PrEP previne a infecção por HIV e tem no SUS – 16/08/2024 – X de Sexo Por Bruna Maia
São Paulo
Michelle, 38 anos, excelente esposa amantíssima que só faz sexo no seio do casamento, descobriu que Aloísio, 29 anos, filho gay do seu vizinho, pega medicamentos para prevenção da contaminação por HIV no posto de saúde.
Ele também faz exames, toma vacinas, pega camisinhas, lubrificantes.
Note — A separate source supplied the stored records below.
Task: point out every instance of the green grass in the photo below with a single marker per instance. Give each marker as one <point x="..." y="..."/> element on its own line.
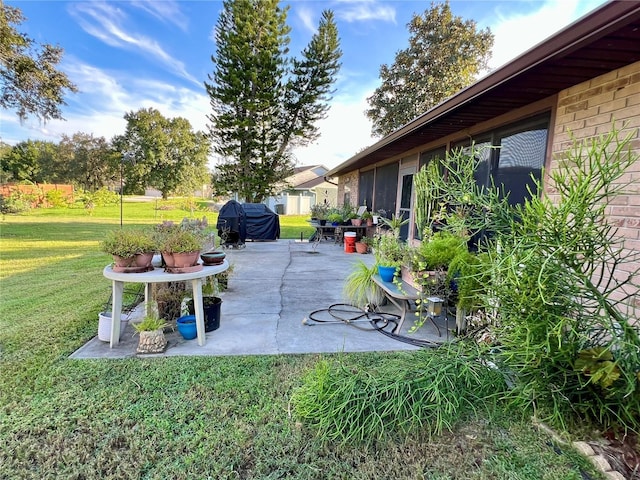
<point x="187" y="418"/>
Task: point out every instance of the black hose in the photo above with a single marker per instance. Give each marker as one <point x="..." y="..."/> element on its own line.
<point x="379" y="321"/>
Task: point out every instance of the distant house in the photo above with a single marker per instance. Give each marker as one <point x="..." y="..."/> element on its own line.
<point x="306" y="187"/>
<point x="578" y="81"/>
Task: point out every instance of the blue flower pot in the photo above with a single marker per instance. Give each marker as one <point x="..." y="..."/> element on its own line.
<point x="387" y="273"/>
<point x="187" y="327"/>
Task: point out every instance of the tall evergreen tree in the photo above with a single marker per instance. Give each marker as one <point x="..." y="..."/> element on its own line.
<point x="445" y="54"/>
<point x="265" y="102"/>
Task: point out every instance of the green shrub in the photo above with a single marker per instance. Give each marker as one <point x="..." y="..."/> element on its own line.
<point x="427" y="391"/>
<point x="14" y="203"/>
<point x="559" y="274"/>
<point x="438" y="251"/>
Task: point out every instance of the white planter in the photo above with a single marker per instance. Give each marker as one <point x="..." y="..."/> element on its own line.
<point x="104" y="326"/>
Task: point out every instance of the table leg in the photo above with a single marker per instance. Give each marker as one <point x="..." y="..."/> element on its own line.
<point x="147" y="298"/>
<point x="116" y="312"/>
<point x="196" y="285"/>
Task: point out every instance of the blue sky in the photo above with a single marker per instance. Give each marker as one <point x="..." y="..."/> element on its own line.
<point x="130" y="55"/>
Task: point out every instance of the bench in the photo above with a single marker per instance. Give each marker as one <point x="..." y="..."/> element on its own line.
<point x="401" y="295"/>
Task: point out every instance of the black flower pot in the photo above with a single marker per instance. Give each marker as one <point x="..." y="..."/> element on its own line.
<point x="211" y="306"/>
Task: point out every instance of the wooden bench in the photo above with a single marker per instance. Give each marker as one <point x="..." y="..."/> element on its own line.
<point x="401" y="295"/>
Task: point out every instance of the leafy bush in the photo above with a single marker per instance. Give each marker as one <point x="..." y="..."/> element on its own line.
<point x="427" y="391"/>
<point x="56" y="198"/>
<point x="438" y="251"/>
<point x="14" y="203"/>
<point x="103" y="197"/>
<point x="559" y="277"/>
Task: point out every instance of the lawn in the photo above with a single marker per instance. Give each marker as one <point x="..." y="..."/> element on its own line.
<point x="190" y="418"/>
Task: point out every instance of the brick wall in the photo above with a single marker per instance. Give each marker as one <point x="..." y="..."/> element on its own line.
<point x="589" y="109"/>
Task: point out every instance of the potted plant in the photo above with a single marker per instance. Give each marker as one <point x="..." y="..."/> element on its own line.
<point x="211" y="302"/>
<point x="132" y="249"/>
<point x="334" y="218"/>
<point x="363" y="245"/>
<point x="180" y="247"/>
<point x="151" y="332"/>
<point x="359" y="288"/>
<point x="319" y="212"/>
<point x="367" y="217"/>
<point x="186" y="325"/>
<point x="390" y="254"/>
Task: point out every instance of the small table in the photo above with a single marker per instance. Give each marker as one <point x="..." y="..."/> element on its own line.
<point x="400" y="297"/>
<point x="158" y="275"/>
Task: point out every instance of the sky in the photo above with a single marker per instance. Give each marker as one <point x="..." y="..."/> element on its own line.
<point x="124" y="56"/>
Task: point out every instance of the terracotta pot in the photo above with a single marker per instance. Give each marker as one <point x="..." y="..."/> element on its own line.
<point x="167" y="257"/>
<point x="123" y="261"/>
<point x="143" y="259"/>
<point x="362" y="247"/>
<point x="186" y="259"/>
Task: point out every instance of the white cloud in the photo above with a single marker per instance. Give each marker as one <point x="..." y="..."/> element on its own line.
<point x="345" y="132"/>
<point x="516" y="34"/>
<point x="306" y="16"/>
<point x="165" y="11"/>
<point x="105" y="97"/>
<point x="106" y="24"/>
<point x="359" y="11"/>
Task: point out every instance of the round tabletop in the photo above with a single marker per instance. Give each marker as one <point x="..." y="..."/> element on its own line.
<point x="158" y="275"/>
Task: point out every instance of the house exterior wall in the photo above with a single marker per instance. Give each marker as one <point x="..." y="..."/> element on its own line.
<point x="589" y="109"/>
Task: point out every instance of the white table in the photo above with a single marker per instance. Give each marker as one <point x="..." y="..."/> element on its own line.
<point x="158" y="275"/>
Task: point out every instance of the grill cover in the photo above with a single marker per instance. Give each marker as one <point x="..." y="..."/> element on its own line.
<point x="262" y="222"/>
<point x="232" y="223"/>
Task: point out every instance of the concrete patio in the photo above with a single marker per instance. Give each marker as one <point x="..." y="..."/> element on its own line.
<point x="274" y="288"/>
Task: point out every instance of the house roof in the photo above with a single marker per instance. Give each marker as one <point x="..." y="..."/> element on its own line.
<point x="601" y="41"/>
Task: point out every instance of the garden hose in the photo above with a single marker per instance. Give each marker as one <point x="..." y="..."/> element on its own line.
<point x="350" y="315"/>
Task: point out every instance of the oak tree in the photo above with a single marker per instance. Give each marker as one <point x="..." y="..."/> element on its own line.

Um absurdo, diz Michelle, que ela, tão correta, tenha de pagar pela “promiscuidade” daquele rapazote. É que ela não sabe que seu marido, Gerson, 43, está trepando com ele, mas pelo menos Aloísio tem a decência de se cuidar e protegê-la, já que Gerson não tem muita consideração, né?
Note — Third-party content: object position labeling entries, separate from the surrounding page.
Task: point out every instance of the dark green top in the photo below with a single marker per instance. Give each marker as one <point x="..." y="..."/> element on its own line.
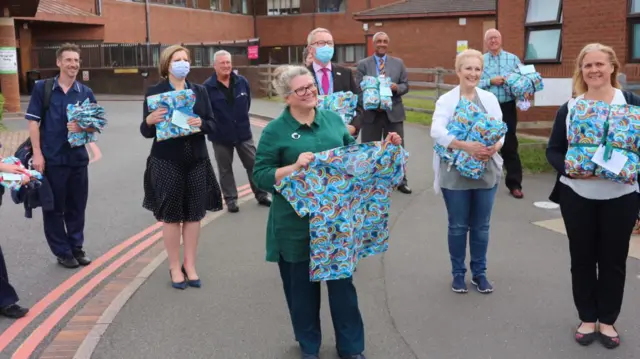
<point x="281" y="142"/>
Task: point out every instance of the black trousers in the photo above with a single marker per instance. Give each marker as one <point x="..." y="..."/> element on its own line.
<point x="509" y="151"/>
<point x="379" y="129"/>
<point x="64" y="226"/>
<point x="8" y="295"/>
<point x="303" y="300"/>
<point x="599" y="233"/>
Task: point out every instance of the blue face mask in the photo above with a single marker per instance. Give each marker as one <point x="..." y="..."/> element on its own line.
<point x="324" y="54"/>
<point x="180" y="69"/>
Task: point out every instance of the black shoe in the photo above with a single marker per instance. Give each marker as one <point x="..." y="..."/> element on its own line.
<point x="81" y="257"/>
<point x="14" y="311"/>
<point x="233" y="208"/>
<point x="68" y="262"/>
<point x="264" y="202"/>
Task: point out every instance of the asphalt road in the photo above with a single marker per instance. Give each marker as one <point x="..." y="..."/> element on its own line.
<point x="114" y="211"/>
<point x="405" y="297"/>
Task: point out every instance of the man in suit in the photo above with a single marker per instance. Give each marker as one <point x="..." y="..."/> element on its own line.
<point x="330" y="77"/>
<point x="374" y="125"/>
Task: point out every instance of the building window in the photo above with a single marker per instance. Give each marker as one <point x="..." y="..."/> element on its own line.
<point x="332" y="5"/>
<point x="283" y="7"/>
<point x="239" y="7"/>
<point x="543" y="36"/>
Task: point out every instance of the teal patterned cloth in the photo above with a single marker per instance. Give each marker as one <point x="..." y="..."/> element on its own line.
<point x="88" y="116"/>
<point x="179" y="104"/>
<point x="346" y="193"/>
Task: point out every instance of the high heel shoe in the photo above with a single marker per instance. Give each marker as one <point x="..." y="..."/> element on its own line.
<point x="177" y="285"/>
<point x="192" y="283"/>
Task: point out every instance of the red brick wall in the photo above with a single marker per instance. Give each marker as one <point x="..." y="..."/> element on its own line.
<point x="584" y="21"/>
<point x="293" y="30"/>
<point x="428" y="43"/>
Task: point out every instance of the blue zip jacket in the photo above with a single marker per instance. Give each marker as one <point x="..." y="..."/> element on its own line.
<point x="232" y="119"/>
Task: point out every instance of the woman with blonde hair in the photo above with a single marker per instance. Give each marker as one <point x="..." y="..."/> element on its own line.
<point x="287" y="144"/>
<point x="179" y="182"/>
<point x="469" y="201"/>
<point x="598" y="214"/>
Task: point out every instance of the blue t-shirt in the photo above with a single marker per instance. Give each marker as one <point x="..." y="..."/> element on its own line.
<point x="53" y="131"/>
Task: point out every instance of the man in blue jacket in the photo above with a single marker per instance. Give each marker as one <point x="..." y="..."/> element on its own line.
<point x="230" y="98"/>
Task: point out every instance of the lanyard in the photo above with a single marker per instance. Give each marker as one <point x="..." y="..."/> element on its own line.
<point x="319" y="80"/>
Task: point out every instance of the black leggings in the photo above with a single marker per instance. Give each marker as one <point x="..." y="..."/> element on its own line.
<point x="599" y="233"/>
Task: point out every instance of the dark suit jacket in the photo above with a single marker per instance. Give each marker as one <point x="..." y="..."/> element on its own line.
<point x="397" y="72"/>
<point x="343" y="80"/>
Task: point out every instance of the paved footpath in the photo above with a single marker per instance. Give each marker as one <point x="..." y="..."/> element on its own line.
<point x="405" y="297"/>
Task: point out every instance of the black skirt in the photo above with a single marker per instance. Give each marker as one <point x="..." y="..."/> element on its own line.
<point x="181" y="191"/>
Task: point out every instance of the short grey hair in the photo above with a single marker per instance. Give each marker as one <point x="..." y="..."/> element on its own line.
<point x="315" y="31"/>
<point x="221" y="53"/>
<point x="380" y="33"/>
<point x="283" y="76"/>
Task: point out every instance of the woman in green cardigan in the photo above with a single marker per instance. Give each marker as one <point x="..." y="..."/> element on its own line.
<point x="286" y="145"/>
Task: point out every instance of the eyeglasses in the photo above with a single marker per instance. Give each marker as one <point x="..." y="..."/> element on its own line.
<point x="322" y="43"/>
<point x="301" y="91"/>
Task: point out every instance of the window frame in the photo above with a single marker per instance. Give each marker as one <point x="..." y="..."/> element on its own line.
<point x="530" y="27"/>
<point x="632" y="20"/>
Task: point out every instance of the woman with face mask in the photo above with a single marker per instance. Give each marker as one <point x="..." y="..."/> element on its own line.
<point x="179" y="182"/>
<point x="598" y="214"/>
<point x="469" y="201"/>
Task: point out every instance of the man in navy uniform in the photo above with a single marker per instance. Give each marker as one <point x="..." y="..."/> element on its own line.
<point x="65" y="168"/>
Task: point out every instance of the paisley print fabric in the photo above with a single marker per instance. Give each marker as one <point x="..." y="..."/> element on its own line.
<point x="595" y="123"/>
<point x="342" y="103"/>
<point x="174" y="101"/>
<point x="370" y="93"/>
<point x="623" y="136"/>
<point x="470" y="124"/>
<point x="88" y="116"/>
<point x="346" y="194"/>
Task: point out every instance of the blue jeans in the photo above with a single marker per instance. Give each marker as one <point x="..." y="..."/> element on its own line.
<point x="469" y="211"/>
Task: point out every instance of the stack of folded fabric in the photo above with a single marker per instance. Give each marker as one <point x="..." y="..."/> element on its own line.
<point x="179" y="105"/>
<point x="615" y="128"/>
<point x="370" y="93"/>
<point x="14" y="181"/>
<point x="469" y="123"/>
<point x="518" y="85"/>
<point x="88" y="116"/>
<point x="342" y="103"/>
<point x="623" y="137"/>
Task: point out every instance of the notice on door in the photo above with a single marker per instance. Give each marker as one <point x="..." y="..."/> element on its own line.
<point x="8" y="60"/>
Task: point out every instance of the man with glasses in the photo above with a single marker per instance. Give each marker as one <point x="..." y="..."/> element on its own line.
<point x="376" y="124"/>
<point x="330" y="77"/>
<point x="497" y="65"/>
<point x="63" y="166"/>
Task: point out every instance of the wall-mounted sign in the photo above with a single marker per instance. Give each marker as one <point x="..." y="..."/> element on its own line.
<point x="8" y="61"/>
<point x="252" y="51"/>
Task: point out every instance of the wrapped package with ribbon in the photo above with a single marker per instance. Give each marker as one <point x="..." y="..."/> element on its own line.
<point x="385" y="93"/>
<point x="469" y="123"/>
<point x="586" y="132"/>
<point x="88" y="116"/>
<point x="179" y="105"/>
<point x="13" y="181"/>
<point x="518" y="84"/>
<point x="370" y="93"/>
<point x="342" y="103"/>
<point x="620" y="153"/>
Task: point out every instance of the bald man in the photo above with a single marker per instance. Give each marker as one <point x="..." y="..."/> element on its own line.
<point x="497" y="65"/>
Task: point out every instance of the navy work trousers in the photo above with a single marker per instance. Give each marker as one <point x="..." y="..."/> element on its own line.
<point x="64" y="226"/>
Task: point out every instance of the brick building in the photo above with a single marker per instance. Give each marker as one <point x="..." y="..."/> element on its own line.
<point x="550" y="33"/>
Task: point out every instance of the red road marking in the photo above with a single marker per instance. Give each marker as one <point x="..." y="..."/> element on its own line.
<point x="37" y="336"/>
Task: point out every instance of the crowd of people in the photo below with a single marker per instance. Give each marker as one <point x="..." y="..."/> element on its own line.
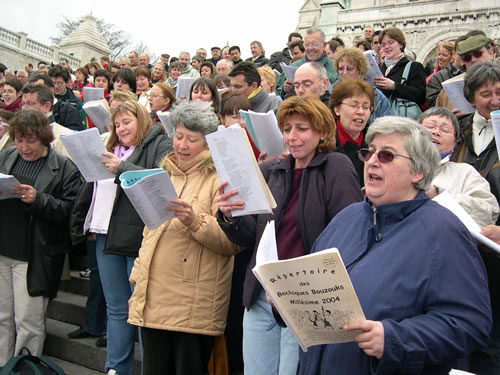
<point x="365" y="159"/>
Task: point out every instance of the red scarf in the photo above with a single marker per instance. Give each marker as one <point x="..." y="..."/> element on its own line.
<point x="345" y="137"/>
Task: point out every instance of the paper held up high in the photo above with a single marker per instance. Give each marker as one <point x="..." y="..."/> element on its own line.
<point x="495" y="120"/>
<point x="85" y="149"/>
<point x="454" y="88"/>
<point x="446" y="200"/>
<point x="289" y="71"/>
<point x="165" y="121"/>
<point x="92" y="93"/>
<point x="183" y="87"/>
<point x="263" y="128"/>
<point x="7" y="183"/>
<point x="373" y="69"/>
<point x="312" y="293"/>
<point x="235" y="163"/>
<point x="99" y="113"/>
<point x="150" y="191"/>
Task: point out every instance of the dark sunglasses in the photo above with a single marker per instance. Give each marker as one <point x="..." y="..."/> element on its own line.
<point x="383" y="156"/>
<point x="468" y="56"/>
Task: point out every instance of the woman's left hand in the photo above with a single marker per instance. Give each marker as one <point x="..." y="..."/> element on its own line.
<point x="27" y="193"/>
<point x="371" y="339"/>
<point x="183" y="211"/>
<point x="384" y="83"/>
<point x="111" y="162"/>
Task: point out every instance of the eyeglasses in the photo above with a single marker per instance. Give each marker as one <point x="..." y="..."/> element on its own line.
<point x="390" y="42"/>
<point x="313" y="45"/>
<point x="468" y="56"/>
<point x="444" y="128"/>
<point x="306" y="84"/>
<point x="383" y="156"/>
<point x="356" y="105"/>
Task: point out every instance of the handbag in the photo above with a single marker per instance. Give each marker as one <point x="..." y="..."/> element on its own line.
<point x="28" y="364"/>
<point x="404" y="107"/>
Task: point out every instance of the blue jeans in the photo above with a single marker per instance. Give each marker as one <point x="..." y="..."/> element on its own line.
<point x="95" y="309"/>
<point x="267" y="350"/>
<point x="115" y="272"/>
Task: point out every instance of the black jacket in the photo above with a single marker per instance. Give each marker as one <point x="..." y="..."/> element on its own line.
<point x="329" y="183"/>
<point x="57" y="186"/>
<point x="279" y="57"/>
<point x="414" y="89"/>
<point x="125" y="229"/>
<point x="435" y="86"/>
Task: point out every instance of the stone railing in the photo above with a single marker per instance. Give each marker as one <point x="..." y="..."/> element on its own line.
<point x="33" y="48"/>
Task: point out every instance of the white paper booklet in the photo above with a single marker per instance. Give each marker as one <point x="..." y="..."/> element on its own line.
<point x="99" y="113"/>
<point x="92" y="93"/>
<point x="235" y="163"/>
<point x="454" y="88"/>
<point x="165" y="121"/>
<point x="183" y="87"/>
<point x="8" y="183"/>
<point x="446" y="200"/>
<point x="289" y="71"/>
<point x="313" y="293"/>
<point x="150" y="191"/>
<point x="373" y="68"/>
<point x="265" y="127"/>
<point x="495" y="120"/>
<point x="85" y="149"/>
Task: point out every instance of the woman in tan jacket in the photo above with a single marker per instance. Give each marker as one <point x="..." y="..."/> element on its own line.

Fazendo minha parte para que Michelles e Gersons deixem de ser tacanhos, e Aloísios se tornem um exemplo, conversei com o médico infectologista Ricardo Kores sobre a PrEP, uma das ferramentas de prevenção do HIV, vírus causador da Aids, que está constantemente sob ataque dos conservadores.
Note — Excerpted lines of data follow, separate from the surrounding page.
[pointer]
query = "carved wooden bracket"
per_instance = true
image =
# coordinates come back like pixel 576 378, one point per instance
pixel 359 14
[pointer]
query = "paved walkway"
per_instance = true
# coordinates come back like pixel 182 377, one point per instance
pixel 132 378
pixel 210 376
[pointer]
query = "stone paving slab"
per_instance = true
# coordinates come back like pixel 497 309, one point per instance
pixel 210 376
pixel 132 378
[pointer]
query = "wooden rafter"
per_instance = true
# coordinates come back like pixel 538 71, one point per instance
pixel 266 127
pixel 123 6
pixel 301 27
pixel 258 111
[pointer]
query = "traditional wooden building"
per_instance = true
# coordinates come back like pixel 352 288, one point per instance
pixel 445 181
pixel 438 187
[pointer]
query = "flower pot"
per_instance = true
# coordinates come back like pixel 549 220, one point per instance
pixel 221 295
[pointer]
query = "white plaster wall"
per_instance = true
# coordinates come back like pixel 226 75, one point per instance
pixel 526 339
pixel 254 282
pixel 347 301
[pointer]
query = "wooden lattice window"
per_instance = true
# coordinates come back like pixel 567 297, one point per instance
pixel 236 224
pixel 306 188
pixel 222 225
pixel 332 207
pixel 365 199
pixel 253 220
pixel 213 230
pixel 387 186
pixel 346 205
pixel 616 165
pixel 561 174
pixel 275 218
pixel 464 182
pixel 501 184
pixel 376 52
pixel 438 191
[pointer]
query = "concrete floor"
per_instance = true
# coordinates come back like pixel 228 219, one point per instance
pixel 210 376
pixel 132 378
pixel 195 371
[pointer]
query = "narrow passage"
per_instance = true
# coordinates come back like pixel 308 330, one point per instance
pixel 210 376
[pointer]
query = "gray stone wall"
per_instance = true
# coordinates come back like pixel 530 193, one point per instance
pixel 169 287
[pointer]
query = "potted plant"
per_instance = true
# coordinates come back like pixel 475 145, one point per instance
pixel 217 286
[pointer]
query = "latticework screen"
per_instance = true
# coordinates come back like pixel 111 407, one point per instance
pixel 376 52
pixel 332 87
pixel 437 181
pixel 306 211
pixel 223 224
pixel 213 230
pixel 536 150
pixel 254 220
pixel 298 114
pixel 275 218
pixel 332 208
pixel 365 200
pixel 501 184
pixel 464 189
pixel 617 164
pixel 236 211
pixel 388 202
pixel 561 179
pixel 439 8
A PrEP é um comprimido que contém dois medicamentos antirretrovirais: tenofovir e entricitabina. Sua eficácia é de cerca de 90%. Usada diariamente, ela impede o vírus HIV de se multiplicar caso o usuário tenha contato com ele. “Para ter acesso à medicação, a pessoa precisa passar por uma avaliação com um profissional de saúde como médico, enfermeiro e farmacêutico. Está disponível tanto na rede de saúde pública quanto privada”, diz Kores.
E, sim, mulheres podem tomar PrEP. Dia desses eu mesma fui no posto de saúde para uma consulta com o médico da família, perguntei sobre o medicamento e ele disse que se eu quisesse ele me prescreveria. Voltarei lá em breve para começar o tratamento!
A questão é que homens que fazem sexo com homens (HSH) foram historicamente priorizados nos estudos e pesquisas sobre isso por serem o grupo onde ocorria a maior taxa de transmissão do vírus. “Os primeiros estudos foram feitos com essa população, que tinha mais necessidade. Há menos estudos sobre o uso de PrEP em mulheres, mas os que existem apontam que elas podem usar com segurança”.
Há evidências de que a PrEP funciona em HSH se usada sob demanda –horas antes e horas depois de relação sexual de risco. Para mulheres, contudo, o uso tem que ser diário. Uma nova versão injetável do remédio, aplicada em intervalos de dois a seis meses e extremamente eficaz, já está em uso em alguns países e foi autorizada pela Anvisa para uso no Brasil. “Não temos previsão de chegada no SUS, mas esperamos que seja em breve”.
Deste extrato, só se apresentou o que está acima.